There is a story of a woman lost in the Alps. All night she wandered, seeking the way to refuge. In the morning they found her a few steps from the hotel which she was vainly striving to reach. Just so, close about heaven's gates, countless souls perish—almost saved, yet lost. Almost will not avail.

The intensity of Paul's desire for the conversion of his judges was shown by his next words:

"I pray God that not only you but all who are listening to me today may become what I am, except for these chains." Paul knew that he had something which Agrippa and the others had not. Sometimes Christian people forget that they are children of God, that they have eternal life, that heaven is theirs. But even in the presence of the king, the governor, and the other people of rank that day—Paul was conscious that he was far richer than they were, had a higher rank. He had something which they had not, and to possess which would greatly add to their happiness. If Christians all had this realization of their dignity, honor, and noble calling—it would greatly add to their power in urging others to come with them into the same blessed life.

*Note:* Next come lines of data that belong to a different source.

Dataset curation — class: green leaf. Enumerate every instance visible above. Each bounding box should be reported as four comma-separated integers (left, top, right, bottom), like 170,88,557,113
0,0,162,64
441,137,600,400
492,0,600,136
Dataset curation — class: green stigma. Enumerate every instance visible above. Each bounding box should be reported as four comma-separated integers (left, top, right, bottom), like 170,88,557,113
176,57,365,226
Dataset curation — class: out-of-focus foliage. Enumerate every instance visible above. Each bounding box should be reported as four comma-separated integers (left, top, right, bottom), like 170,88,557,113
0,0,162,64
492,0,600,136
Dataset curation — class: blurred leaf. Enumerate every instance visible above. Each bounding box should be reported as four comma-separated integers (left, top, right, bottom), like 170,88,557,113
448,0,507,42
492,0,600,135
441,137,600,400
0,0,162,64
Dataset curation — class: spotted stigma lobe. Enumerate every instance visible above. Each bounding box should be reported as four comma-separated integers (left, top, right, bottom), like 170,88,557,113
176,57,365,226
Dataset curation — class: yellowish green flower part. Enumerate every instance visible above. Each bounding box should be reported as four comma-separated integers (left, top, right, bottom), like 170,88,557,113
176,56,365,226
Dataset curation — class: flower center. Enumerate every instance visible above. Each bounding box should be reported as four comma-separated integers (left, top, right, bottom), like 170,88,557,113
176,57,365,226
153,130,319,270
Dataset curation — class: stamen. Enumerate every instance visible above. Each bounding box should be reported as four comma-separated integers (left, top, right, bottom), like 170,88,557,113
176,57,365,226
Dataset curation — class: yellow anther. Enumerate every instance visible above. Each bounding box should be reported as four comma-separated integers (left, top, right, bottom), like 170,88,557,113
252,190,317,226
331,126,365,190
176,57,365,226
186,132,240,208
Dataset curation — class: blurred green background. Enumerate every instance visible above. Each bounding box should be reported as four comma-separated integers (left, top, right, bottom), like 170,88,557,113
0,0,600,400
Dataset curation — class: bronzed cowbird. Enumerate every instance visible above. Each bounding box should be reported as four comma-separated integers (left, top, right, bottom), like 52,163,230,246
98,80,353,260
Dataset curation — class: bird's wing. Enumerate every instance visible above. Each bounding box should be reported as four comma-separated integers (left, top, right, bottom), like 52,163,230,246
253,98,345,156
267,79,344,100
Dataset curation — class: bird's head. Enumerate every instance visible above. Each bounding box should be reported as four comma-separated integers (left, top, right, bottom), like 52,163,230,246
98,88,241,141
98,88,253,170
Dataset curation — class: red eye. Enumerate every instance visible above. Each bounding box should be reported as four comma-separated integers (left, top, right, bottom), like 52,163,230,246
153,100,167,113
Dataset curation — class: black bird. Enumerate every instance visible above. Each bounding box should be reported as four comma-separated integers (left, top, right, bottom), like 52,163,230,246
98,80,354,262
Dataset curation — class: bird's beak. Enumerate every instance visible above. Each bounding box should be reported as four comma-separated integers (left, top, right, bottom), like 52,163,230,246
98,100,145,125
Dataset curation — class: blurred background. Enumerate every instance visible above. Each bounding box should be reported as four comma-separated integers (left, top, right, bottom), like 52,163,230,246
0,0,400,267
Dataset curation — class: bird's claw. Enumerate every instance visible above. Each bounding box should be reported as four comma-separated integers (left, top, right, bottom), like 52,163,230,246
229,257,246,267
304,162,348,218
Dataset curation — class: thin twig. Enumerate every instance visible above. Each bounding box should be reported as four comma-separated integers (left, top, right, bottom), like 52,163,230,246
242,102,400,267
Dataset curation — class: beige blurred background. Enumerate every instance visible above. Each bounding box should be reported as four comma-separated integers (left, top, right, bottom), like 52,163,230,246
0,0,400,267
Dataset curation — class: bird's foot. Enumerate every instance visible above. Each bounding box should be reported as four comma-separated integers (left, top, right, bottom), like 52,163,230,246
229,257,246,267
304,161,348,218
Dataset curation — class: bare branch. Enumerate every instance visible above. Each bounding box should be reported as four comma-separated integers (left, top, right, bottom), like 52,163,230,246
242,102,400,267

After a conference, those who had heard Paul, agreed that "this man might have been set free, if he had not appealed unto Caesar." So it looked as if Paul had made a serious mistake in appealing Caesar. If he had not done so—he would have been set free that day. His appeal that day, however, made it necessary that he should be sent to Rome. To some it would have seemed better that he should have been released from prison—that he might go out to preach. But there was another Hand that was at work, unseen those days, amid the complicated movement of things. God's plan was being wrought out in spite of, even in and through, men's enmities and persecutions.

Paul had a mission to Rome. He was needed to carry the gospel there. If he had been released at this time he would probably have been seized again by the Jews and might have fallen a victim to their rage and hatred. This appeal made it necessary that the government should take him to Rome. Thus protection was assured to him and he was carried to the world's capital, without personal expense, that he might there preach the gospel. Thus Rome itself became a helper in extending Christ's kingdom through the empire. God's plans for our lives are always good, and we need only to submit to them.